Code Coverage Isn't Everything

Posted on Sat 16 April 2016 in blog

Over the past few months, the people within my circle of friends (myself included) have started to put more of an emphasis on increasing the code coverage for their own projects. I'd like to take a moment here how a code coverage metric is important, but it should not be the only goal when writing unit tests.

For those that are unaware, code coverage is simply a metric that measures the percentage of lines of code that are executed when your unit test framework is run. You can see an example coverage report at the Coveralls page for InstrumentKit.

Coverage is a great indicator that you are heading in the correct direction with your tests. After all, if a line of code is ran once in a test environment, that's better than zero! The problem arises when one assumes that is sufficient. The idea is that unit tests should capture all the behaviour of your code, not just touch each line once.

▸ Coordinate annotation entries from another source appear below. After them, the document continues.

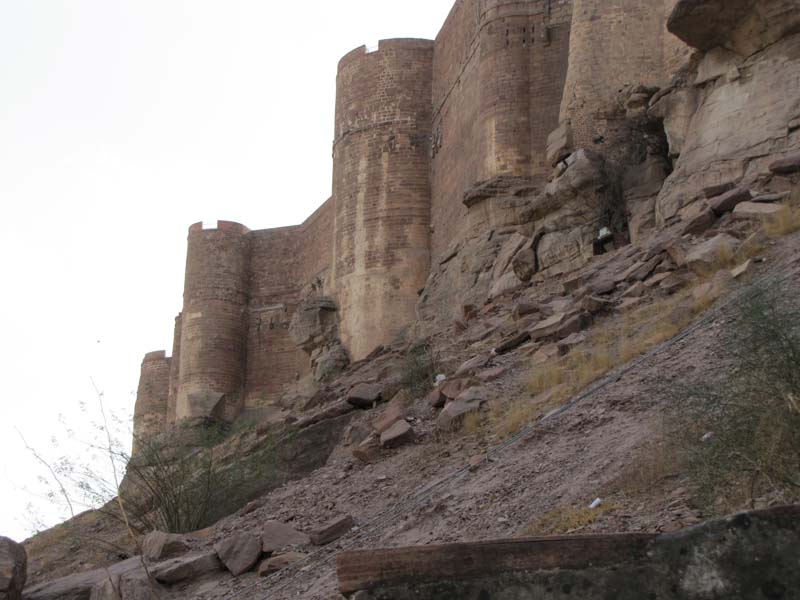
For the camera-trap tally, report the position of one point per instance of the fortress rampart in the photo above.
(418, 123)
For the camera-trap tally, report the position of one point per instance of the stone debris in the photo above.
(239, 553)
(13, 569)
(279, 562)
(158, 546)
(277, 536)
(397, 435)
(187, 567)
(332, 530)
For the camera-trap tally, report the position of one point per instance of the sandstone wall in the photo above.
(150, 411)
(214, 324)
(381, 189)
(499, 71)
(616, 44)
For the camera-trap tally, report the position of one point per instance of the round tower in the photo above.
(381, 187)
(507, 37)
(213, 322)
(150, 410)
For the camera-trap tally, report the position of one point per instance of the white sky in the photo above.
(122, 122)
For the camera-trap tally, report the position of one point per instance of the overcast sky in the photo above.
(122, 122)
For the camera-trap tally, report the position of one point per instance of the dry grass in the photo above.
(786, 221)
(566, 519)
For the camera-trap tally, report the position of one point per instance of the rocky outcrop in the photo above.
(738, 110)
(315, 328)
(13, 569)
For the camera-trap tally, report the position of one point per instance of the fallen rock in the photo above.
(158, 546)
(741, 269)
(730, 200)
(276, 536)
(190, 566)
(239, 553)
(13, 569)
(472, 365)
(397, 435)
(279, 562)
(712, 191)
(713, 253)
(364, 395)
(756, 210)
(394, 412)
(787, 165)
(368, 451)
(512, 343)
(436, 399)
(332, 530)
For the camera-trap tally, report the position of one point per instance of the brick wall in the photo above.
(214, 318)
(150, 411)
(381, 189)
(615, 43)
(499, 72)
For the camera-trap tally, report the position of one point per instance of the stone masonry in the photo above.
(418, 123)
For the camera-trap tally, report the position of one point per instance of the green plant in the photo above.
(738, 433)
(419, 369)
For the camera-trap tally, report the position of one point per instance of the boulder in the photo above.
(524, 263)
(364, 395)
(332, 530)
(279, 562)
(787, 165)
(239, 553)
(397, 435)
(158, 546)
(187, 567)
(713, 253)
(13, 569)
(368, 451)
(559, 144)
(276, 536)
(729, 200)
(756, 210)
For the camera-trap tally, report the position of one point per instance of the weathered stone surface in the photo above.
(187, 567)
(559, 144)
(276, 536)
(786, 166)
(13, 569)
(158, 546)
(744, 557)
(80, 585)
(365, 395)
(713, 253)
(756, 210)
(279, 562)
(239, 553)
(729, 200)
(368, 451)
(332, 530)
(524, 263)
(397, 435)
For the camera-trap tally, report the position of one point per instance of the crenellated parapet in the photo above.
(381, 188)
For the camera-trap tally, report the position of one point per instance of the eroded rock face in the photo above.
(13, 569)
(315, 328)
(739, 109)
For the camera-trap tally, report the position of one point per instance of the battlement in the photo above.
(227, 226)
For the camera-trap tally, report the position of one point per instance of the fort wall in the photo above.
(214, 323)
(498, 75)
(417, 124)
(150, 410)
(381, 186)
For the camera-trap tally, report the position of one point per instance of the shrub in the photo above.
(738, 435)
(419, 369)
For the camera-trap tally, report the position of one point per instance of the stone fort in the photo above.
(418, 123)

Alright, lets look at an example of what I'm talking about. A great example is a function that uses ternary expressions (basic if statements compressed into a single line).

def foobar(value):
    return value.lower() if isinstance(value, str) else value

All this function is doing is casting the input to lowercase if the input is a string, else it just returns the input. Not the most useful function in the world, but a good demonstration.

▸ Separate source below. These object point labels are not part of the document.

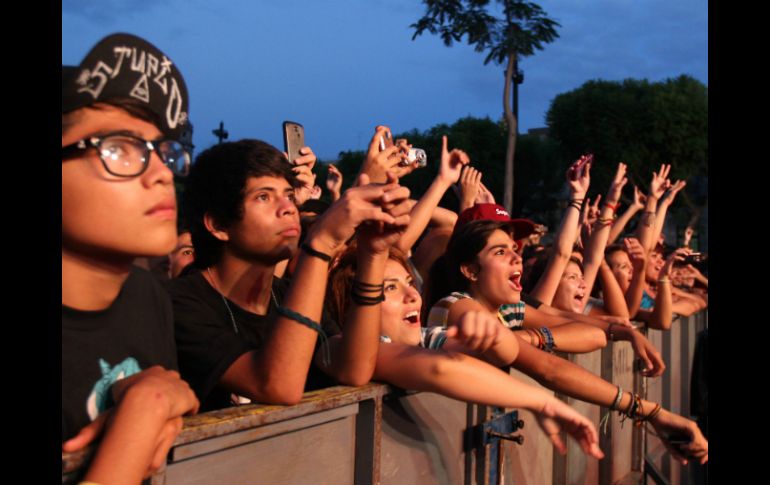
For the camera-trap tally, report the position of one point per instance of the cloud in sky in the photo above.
(342, 66)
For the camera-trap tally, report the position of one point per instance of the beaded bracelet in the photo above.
(537, 339)
(613, 407)
(548, 336)
(577, 204)
(614, 206)
(616, 403)
(312, 252)
(299, 318)
(605, 222)
(359, 287)
(362, 300)
(650, 416)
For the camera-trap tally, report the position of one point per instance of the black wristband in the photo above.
(312, 252)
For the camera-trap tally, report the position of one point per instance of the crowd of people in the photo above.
(269, 291)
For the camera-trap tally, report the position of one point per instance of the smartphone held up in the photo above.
(293, 140)
(415, 156)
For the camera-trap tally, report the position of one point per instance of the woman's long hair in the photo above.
(464, 247)
(341, 280)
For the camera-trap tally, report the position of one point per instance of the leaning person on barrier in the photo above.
(423, 359)
(123, 111)
(243, 334)
(480, 283)
(639, 267)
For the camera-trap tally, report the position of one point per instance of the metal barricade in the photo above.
(377, 434)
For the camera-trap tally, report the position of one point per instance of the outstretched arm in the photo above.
(141, 428)
(277, 372)
(462, 377)
(616, 329)
(567, 378)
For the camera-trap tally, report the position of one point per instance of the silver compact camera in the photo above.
(416, 156)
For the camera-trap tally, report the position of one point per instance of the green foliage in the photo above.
(522, 28)
(637, 122)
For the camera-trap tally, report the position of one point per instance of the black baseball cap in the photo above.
(126, 66)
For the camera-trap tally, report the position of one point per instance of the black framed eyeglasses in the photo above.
(126, 155)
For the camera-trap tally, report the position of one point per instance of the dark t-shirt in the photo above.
(208, 344)
(100, 347)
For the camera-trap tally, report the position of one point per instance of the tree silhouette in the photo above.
(522, 28)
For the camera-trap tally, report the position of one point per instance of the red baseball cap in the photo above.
(522, 228)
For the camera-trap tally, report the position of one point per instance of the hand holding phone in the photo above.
(293, 140)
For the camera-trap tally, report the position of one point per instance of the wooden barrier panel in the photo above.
(673, 390)
(375, 434)
(532, 462)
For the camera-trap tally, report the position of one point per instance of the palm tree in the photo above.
(522, 28)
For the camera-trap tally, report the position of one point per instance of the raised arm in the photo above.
(277, 373)
(353, 356)
(377, 162)
(614, 298)
(470, 181)
(638, 257)
(622, 221)
(578, 180)
(663, 205)
(334, 182)
(646, 229)
(449, 172)
(593, 256)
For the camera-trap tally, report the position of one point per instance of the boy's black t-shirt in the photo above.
(207, 342)
(99, 347)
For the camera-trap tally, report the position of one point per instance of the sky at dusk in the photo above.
(340, 67)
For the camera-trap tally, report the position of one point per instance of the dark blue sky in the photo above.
(340, 67)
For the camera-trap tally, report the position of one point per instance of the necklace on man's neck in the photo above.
(224, 300)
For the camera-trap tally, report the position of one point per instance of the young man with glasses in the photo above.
(123, 111)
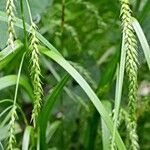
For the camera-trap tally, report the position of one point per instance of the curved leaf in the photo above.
(47, 110)
(10, 80)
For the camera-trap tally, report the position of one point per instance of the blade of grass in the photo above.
(52, 129)
(8, 53)
(10, 80)
(105, 131)
(26, 137)
(1, 146)
(119, 85)
(142, 39)
(47, 110)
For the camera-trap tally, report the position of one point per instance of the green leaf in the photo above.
(8, 53)
(52, 129)
(105, 131)
(44, 117)
(26, 137)
(10, 80)
(1, 146)
(142, 39)
(119, 85)
(87, 89)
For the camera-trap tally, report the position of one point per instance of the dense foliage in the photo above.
(74, 74)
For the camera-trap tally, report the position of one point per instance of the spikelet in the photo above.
(131, 70)
(11, 138)
(10, 7)
(35, 74)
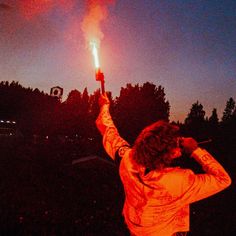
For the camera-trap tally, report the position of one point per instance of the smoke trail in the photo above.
(96, 13)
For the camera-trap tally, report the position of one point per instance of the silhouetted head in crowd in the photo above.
(157, 145)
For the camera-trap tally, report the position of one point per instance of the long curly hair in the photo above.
(152, 148)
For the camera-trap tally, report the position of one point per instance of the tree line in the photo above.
(37, 113)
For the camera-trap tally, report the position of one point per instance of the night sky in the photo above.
(187, 46)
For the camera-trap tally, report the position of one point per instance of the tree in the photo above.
(195, 123)
(229, 110)
(139, 106)
(214, 120)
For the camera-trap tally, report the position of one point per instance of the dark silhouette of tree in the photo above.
(213, 119)
(229, 110)
(31, 109)
(195, 123)
(139, 106)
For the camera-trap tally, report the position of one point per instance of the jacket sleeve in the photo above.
(112, 141)
(199, 186)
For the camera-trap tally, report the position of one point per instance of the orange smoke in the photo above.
(91, 24)
(32, 8)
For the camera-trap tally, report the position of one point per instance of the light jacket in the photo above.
(158, 203)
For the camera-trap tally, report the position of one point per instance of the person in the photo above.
(157, 195)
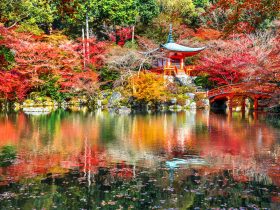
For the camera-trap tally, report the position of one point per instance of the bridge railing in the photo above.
(251, 87)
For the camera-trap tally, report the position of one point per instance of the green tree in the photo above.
(148, 10)
(37, 13)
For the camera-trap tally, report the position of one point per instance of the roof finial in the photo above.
(170, 36)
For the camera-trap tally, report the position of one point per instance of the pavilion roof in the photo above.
(181, 48)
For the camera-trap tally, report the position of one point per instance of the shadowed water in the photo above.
(97, 160)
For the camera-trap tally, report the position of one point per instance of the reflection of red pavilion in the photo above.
(175, 54)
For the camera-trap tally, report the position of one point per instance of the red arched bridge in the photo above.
(255, 91)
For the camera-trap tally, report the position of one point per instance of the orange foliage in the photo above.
(207, 34)
(147, 87)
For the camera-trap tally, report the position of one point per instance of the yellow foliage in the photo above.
(148, 87)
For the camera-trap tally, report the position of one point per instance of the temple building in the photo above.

Now lets say our corresponding tests look like this:

def test_foobar():
    assert foobar(123) == 123

So now if we were to check our code coverage, we'd see that we have 100%! Wow great job! But wait...we haven't actually captured all the behaviour. Someone in the future could change our foobar function to call str.upper(), or not do anything with strings at all. We need some more tests.

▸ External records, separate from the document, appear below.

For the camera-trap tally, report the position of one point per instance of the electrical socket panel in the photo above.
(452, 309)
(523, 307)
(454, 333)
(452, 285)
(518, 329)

def test_foobar_integer():
    assert foobar(123) == 123

def test_foobar_lower_case_string():
    assert foobar("abc") == "abc"

def test_foobar_casts_to_lower():
    assert foobar("AbCd") == "abcd"

There we go, much better. Even though our code coverage hasn't changed, our tests are in a much better shape. Naturally we can keep adding more (whats the desired behaviour with lists of strings? What about byte strings?) but to show my point this is sufficient.

Now, this would have been much less of a problem if we had followed Test Driven Development (basically write tests before you write your implementation, yand es this is a huge oversimplification of TDD). But because we're trying to add tests to an existing project after its already been written, we don't get that privilege.